In just the last couple of days, I’ve added 2 appointments to my tight calendar with yet another naturopath. I was in search of a Chinese medicine practitioner in hopes of using Chinese herbs to calm my hypertension. It was Bill’s idea, which seemed brilliant: use a subtle art on a patient who needs subtle therapy. This naturopath with broad background came highly recommended, so I’m hanging even more hope on that approach. And in support of the Chinese medicine strategy, I’ve already started using several acupressure points daily.

And I’ll follow-up on the cardiology ND's suggestion to do a 6-week Acetyl CH test. I don’t really know what is involved except that I purchase 2 products and increase the amount I take every 2 weeks, and I am guaranteed to be sick by the end of the protocol. Hardly something to be enthused about but it is a diagnostic tool that might identify an underlying problem, which is enticing.

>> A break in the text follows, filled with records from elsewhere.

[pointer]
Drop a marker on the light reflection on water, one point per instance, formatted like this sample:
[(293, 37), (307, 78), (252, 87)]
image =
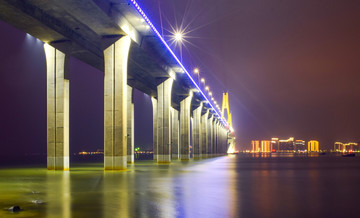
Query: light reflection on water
[(232, 186)]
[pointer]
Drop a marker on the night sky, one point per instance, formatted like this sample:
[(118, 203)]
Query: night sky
[(291, 68)]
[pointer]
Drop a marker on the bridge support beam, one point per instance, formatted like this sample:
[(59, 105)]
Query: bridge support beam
[(215, 137), (115, 104), (185, 117), (57, 109), (155, 129), (210, 135), (130, 125), (204, 134), (175, 134), (163, 121), (196, 131)]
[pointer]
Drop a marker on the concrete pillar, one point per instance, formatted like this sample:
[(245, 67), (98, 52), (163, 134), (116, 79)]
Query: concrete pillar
[(57, 109), (210, 135), (163, 121), (130, 125), (197, 143), (175, 135), (215, 137), (115, 104), (185, 117), (155, 135), (204, 134)]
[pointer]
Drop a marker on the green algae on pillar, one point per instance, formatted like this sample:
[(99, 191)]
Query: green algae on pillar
[(57, 109), (196, 131), (163, 121), (185, 106), (175, 134), (115, 104), (130, 125)]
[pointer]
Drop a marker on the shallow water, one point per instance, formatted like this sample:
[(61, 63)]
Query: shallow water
[(232, 186)]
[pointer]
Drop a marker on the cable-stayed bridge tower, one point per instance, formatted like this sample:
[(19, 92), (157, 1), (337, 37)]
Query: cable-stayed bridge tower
[(231, 134)]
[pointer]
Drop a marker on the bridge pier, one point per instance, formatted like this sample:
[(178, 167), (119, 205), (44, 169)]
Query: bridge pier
[(215, 136), (204, 134), (115, 104), (185, 117), (155, 135), (163, 121), (196, 131), (210, 135), (175, 135), (130, 125), (57, 109)]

Hope, hope, hope. Hope is my most powerful tool right now. I’ve learned more about pharmacokinetics than I’d ever wanted to know; I can now identify which of 3 drugs I have on board by their different side effects, including subtle differences in the headaches they produce; and I know that I can still achieve normal blood pressure.  I am not where I need to be but I continue to hope that hope will get me there.

And I hope that some readers will find a sense of empowerment in my journey, that they will see that the impenetrable barriers to good health before them may have some back doors to be exploited. No doubt they too will have to devote an excessive amount of time and energy and delve into overwhelming details, but what’s the alternative? Good luck to you all in your quest to be well, to feel your best.